I made my way towards the training room. I was dressed in my sleeping shorts and my purple tank top with my combat boots, I thought being underground and all would stave off the summer heat, boy was I wrong.
I stepped into the training room my eyes automatically searching for Eric. We've become sort of friends. Only in private though. When others were around he wouldn't even look my way. He also hung out with Berthold all the time. I hate Berthold and his rat that he thinks of as a friend.
I finally notice him standing in one of the fighting rings. I make me way over. As I come to stand next to the ring he motions me forward. I stepped in the ring doing as told.
"Take off your shoes and wrap this around your hands and wrists." He says while handing me a roll of white tape.
My stomach flutters knowing what's to come. We've never sparred before. I'm kind of worried he'll beat me in a pulp but I can't back out now. Quietly I bend down taking off my boots and putting them to the side I start wrapping my hand but I honestly have no idea what I'm doing. Eric notices that I'm doing it wrong, sighs, and takes over wrapping my hands.
He takes my hand and a shiver runs up my spine. I don't know when this silly crush started but I'm not happy with it. It's distracting. I can't help but notice him all the time. What he's doing. Who he's with. Where he is.
My stomach always flutters when he gets close enough that I can smell him. His touch always a shiver that shoots through me. And when looks at me I can feel my cheeks going aflame. I hate it when I blush. Red face plus red hair is not a good combination.
When he's done wrapping my hands he steps back and takes on a fighting stance. Without hesitation I do the same. He makes the first move jabbing me where I forget to keep covered and protected.

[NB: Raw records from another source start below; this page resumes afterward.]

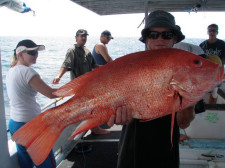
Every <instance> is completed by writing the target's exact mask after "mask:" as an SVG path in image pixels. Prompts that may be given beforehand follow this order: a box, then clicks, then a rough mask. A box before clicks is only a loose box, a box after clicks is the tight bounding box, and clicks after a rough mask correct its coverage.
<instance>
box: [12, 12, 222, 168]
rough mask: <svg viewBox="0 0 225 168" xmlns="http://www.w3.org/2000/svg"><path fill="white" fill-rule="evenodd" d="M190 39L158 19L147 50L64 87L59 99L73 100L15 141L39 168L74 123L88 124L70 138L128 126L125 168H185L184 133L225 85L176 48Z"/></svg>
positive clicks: (154, 14)
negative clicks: (204, 100)
mask: <svg viewBox="0 0 225 168" xmlns="http://www.w3.org/2000/svg"><path fill="white" fill-rule="evenodd" d="M183 39H184V35H183V34H182V33H181V31H180V30H178V29H177V28H176V26H175V20H174V17H173V16H172V15H171V14H169V13H167V12H165V11H155V12H152V13H151V14H150V15H149V17H148V19H147V23H146V25H145V28H144V29H143V30H142V38H141V39H140V40H141V41H142V42H144V43H145V44H146V46H147V51H142V52H136V53H131V54H128V55H125V56H123V57H120V58H118V59H116V60H115V61H112V62H110V63H108V64H106V65H104V66H101V67H99V68H97V69H96V70H94V71H91V72H89V73H86V74H84V75H81V76H79V77H77V78H75V79H73V80H72V81H71V82H69V83H67V84H66V85H64V86H62V87H60V88H59V89H58V90H56V91H55V92H54V93H53V94H54V95H56V96H58V97H66V96H72V95H73V97H71V98H70V99H69V100H68V101H67V102H65V103H63V104H61V105H60V106H57V107H54V108H51V109H48V110H46V111H45V112H43V113H41V114H40V115H38V116H37V117H35V118H34V119H33V120H31V121H30V122H29V123H27V124H26V125H25V126H24V127H22V128H21V129H19V130H18V131H17V132H16V133H15V134H14V135H13V137H12V140H14V141H16V143H17V144H21V145H23V146H25V147H26V148H27V151H28V153H29V155H30V156H31V158H32V160H33V161H34V163H35V164H36V165H40V164H41V163H42V162H43V161H44V160H45V158H46V157H47V156H48V154H49V152H50V151H51V149H52V147H53V146H54V144H55V143H56V141H57V139H58V137H59V136H60V134H61V132H62V131H63V130H64V129H65V128H66V127H67V126H69V125H70V124H73V123H77V122H80V121H82V122H81V124H80V125H79V126H77V127H76V130H75V131H74V132H73V133H72V135H71V137H70V138H72V137H74V136H76V135H78V134H79V133H81V132H83V131H86V130H88V129H91V128H94V127H96V126H99V125H101V124H103V123H106V122H108V124H109V125H113V124H114V123H116V124H122V125H126V124H127V125H126V126H124V127H123V130H122V136H121V140H120V150H119V160H118V168H128V167H129V168H133V167H138V168H142V167H146V165H149V166H148V167H157V168H159V167H161V168H165V167H173V168H177V167H179V136H180V133H179V127H180V128H186V127H188V126H189V124H190V122H191V121H192V120H193V118H194V115H195V113H194V104H195V103H196V102H198V101H199V100H201V99H202V98H203V97H204V96H205V94H206V93H208V92H209V91H210V90H212V89H213V88H215V86H217V85H219V84H221V83H222V82H223V81H224V78H223V74H224V68H223V67H221V66H220V65H218V64H215V63H213V62H211V61H209V60H206V59H204V58H201V57H199V56H197V55H195V54H192V53H190V52H187V51H183V50H178V49H172V46H173V45H174V44H175V43H177V42H179V41H181V40H183ZM203 81H204V82H203ZM176 112H177V113H176ZM150 120H151V121H150ZM46 137H48V138H46Z"/></svg>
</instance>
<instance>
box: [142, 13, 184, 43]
mask: <svg viewBox="0 0 225 168" xmlns="http://www.w3.org/2000/svg"><path fill="white" fill-rule="evenodd" d="M155 27H157V28H158V27H165V28H169V29H171V30H173V31H174V33H175V34H176V35H177V42H176V43H178V42H180V41H182V40H183V39H184V38H185V36H184V35H183V34H182V32H181V31H180V30H179V29H178V28H177V27H176V22H175V19H174V16H173V15H171V14H170V13H168V12H166V11H163V10H156V11H153V12H151V13H150V14H149V15H148V18H147V21H146V24H145V28H144V29H143V30H142V31H141V35H142V37H141V38H140V39H139V40H140V41H141V42H143V43H145V39H146V37H147V35H148V32H149V29H150V28H155Z"/></svg>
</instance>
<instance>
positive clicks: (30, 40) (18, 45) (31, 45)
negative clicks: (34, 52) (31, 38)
mask: <svg viewBox="0 0 225 168" xmlns="http://www.w3.org/2000/svg"><path fill="white" fill-rule="evenodd" d="M31 50H37V51H42V50H45V46H44V45H37V44H36V43H35V42H33V41H32V40H29V39H26V40H22V41H20V42H19V43H18V44H17V46H16V49H15V50H14V53H15V54H19V53H20V52H23V51H31Z"/></svg>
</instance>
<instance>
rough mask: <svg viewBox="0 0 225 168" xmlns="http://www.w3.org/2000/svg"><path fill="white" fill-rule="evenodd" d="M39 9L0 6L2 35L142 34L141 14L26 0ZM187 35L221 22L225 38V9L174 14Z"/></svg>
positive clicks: (0, 14) (193, 33)
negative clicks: (88, 32) (104, 31)
mask: <svg viewBox="0 0 225 168" xmlns="http://www.w3.org/2000/svg"><path fill="white" fill-rule="evenodd" d="M24 2H25V3H26V4H27V6H29V7H31V8H32V9H33V10H35V12H36V16H33V14H32V12H29V13H25V14H20V13H16V12H14V11H11V10H8V9H7V8H5V7H2V8H0V20H1V26H0V36H9V35H10V36H26V35H28V36H74V35H75V32H76V30H77V29H79V28H84V29H87V30H88V32H89V34H90V36H99V35H100V33H101V32H102V31H103V30H105V29H108V30H110V31H111V32H112V35H113V36H115V37H116V36H117V37H118V36H119V37H121V36H127V37H129V36H137V37H139V36H140V32H141V30H142V28H143V26H144V25H142V26H141V27H140V28H139V29H138V28H137V27H138V25H139V24H140V23H141V21H142V20H143V18H144V13H142V14H130V15H111V16H99V15H97V14H95V13H93V12H91V11H89V10H87V9H85V8H83V7H81V6H79V5H77V4H75V3H73V2H71V1H70V0H24ZM172 14H173V15H174V16H175V18H176V23H177V24H178V25H180V26H181V29H182V32H183V33H184V34H185V35H186V37H187V38H207V37H208V36H207V32H206V30H207V26H208V25H209V24H211V23H216V24H218V25H219V35H218V37H219V38H222V39H225V22H224V17H225V12H220V13H219V12H218V13H213V12H211V13H206V12H198V13H194V12H192V13H190V14H189V13H187V12H183V13H172Z"/></svg>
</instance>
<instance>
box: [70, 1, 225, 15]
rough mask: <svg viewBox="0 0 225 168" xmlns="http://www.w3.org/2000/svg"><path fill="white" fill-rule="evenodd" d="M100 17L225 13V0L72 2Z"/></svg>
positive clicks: (74, 1)
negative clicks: (174, 12) (109, 15)
mask: <svg viewBox="0 0 225 168" xmlns="http://www.w3.org/2000/svg"><path fill="white" fill-rule="evenodd" d="M71 1H73V2H75V3H76V4H78V5H80V6H82V7H84V8H87V9H89V10H91V11H93V12H95V13H97V14H99V15H115V14H132V13H145V12H146V10H147V11H148V12H151V11H153V10H165V11H168V12H220V11H221V12H222V11H223V12H225V0H71Z"/></svg>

I hit back but almost none of the land and the few times they do he just shrugs it of as if I'm an annoying mosquito bothering him. We go back and forth working up to more difficult maneuvers. After maybe an hour of this and my hands and wrists are screaming at me. My shins are purple and blue from my kicks. Yet Eric looks like he hasn't even warmed up yet.
To be honest he looks a little bored. So without thinking (I should really stop doing the whole no thinking things through thing) I lunge and try to get him into a choke lock. It almost worked but the next thing I know I'm thrown over his shoulder. My back meeting the mat with a loud smack.
The combination of having the wind knocked out of me and my fresh tattoo taking such a hit leaves me gasping. Above me o see Eric crouched over my head with a smirk.
"Well that wasn't half bad. You almost had me there." He says. Then he frowns upon realizing I'm not answering him instead I'm still gasping for air. "You ok?" he asks sounding slightly worried.
I nod whilst trying to sit up. He helps me and starts to rub my back, I hiss and pull away feeling as if fire was licking at my back.
Eric frowns, "Should I take you to the infirmary?"
"No" I shake my head, "It's just my tattoo." I explain through labored breaths.
His eyes light up and before I can even say anything he's lifting my shirt up exposing my back to his eyes. I quickly grab the front to at least keep a bit of decency. I can feel my blush traveling up my neck to my ears. Jeez. Overreacting much.
I jump as I feel his finger on my shoulder blade. Not touching the tattoo at least but my entire body decides to go full on goosebumps.
Not long after he let's my shirt drop, he pulls on his boots and moves towards the track starting at a jog. Fumbling I pull on my boots as well starting on my own jog at a much slower pace. My mind going a mile a minute yet going nowhere.